I’m trying to make a game where you have to win two IF mini-games at the same time, using the same commands. Is this even possible in Inform 7? I’ve tried a lot of things, and short of asking the player to please type the same input into these two different .z8 files, nothing works.
Ideally, I’d like to have the following extra features:
– Let the two minigames interact with each other (so, not two different .z8 files, probably)
– Test if a command is invalid in one game, and if so, and some STRICT_COMMANDS variable is true, then don’t execute it in the other game
– Make the whole thing look nice on the screen
Do I even have hope for doing this in Inform 7? If not, is there some other tool I can use, short of programming an entire parser myself?
You might split the screen into two text buffer windows, then build your two games in the same I7 project with a different player character in each. Then each time the player enters a command, switch to Window 1 and Person 1, execute it, switch to Window 2 and Person 2, then execute it again. Look at the source code to the Art of the Fugue for one way to go about this.
JB Ferrant did something like that in “Works of Fiction”, a few years ago. (You’re lucky, it’s his only game in English!)
He had a kind of “schizophrenic” character who thought he was in Star Wars when he was actually in a comic expo’s closet (details are fuzzy), and you had to refer to the “parallel world” to make things progress in the “real world” and vice-versa, with the whole thing in “split screen”. Then, madness ensues, since there’s 4 different windows at the end!
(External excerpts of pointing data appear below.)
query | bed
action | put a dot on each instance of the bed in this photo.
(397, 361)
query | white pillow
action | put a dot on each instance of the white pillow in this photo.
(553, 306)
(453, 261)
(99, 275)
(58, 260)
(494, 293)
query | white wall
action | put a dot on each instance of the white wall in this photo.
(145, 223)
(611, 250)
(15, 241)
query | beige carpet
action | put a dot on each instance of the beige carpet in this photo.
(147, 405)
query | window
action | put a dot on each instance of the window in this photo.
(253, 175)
Anyway, I think he did it kind of in a hackish way, synchronizing events that happened in the main window with text being displayed in other windows. Not sure, I haven’t looked at his code much. His code is Inform 6, but you might get some interesting ideas out of it. (It’s a bit buggy and it crashes sometimes, though.)
It’s there: ginko968.free.fr/jeux/wof.htm
I could swear Zarf did something like this, also in Inform 6 and also with a split screen. One of the settings was a sort of caveman thing with rocks and sticks and dirt, and the other was a future setting with curved white plastic chairs. I’m too busy to go poking around at the moment, but maybe that will help?
Drat. I sort of remember writing that too, but where I left it…
If that’s still being updated (which I doubt), there’s a bug: X FUTON then N puts the command “n the stump” into the other window. It does the same thing with the rock/chip.
That’s why I don’t remember, it was 2005… heh.
Like the comment says, lots of stuff doesn’t work.
Thanks, everyone. After reading through the Art of the Fugue source text, I came up with a horrible kludge that works for now:
After reading a command:
let X be the player's command;
change the text of the player's command to "[X]. T2P2. [X]. T2P1."
T2P2 and T2P1 are verbs that execute “now the player is Player2” and “now the player is Player1” respectively.
The Art of the Fugue source code has sections that let me disable disambiguation questions, “it” and “all”, et cetera. And of course I have to make sure that the player never actually types T2P2 or T2P1. Other than that, I think this should work.
You could catch them with an “After reading a command” rule that runs before the one from your last post. Like this:
First after reading a command when the player's command includes "T2P2" or "T2P1":
say "Hey, are you trying to get at the game's internal commands? Knock it off!";
reject the player's command.
and make sure this rule is listed first.
A lot of that code is not very clear and beautiful, I’m afraid; but I’m glad to hear it was nevertheless useful!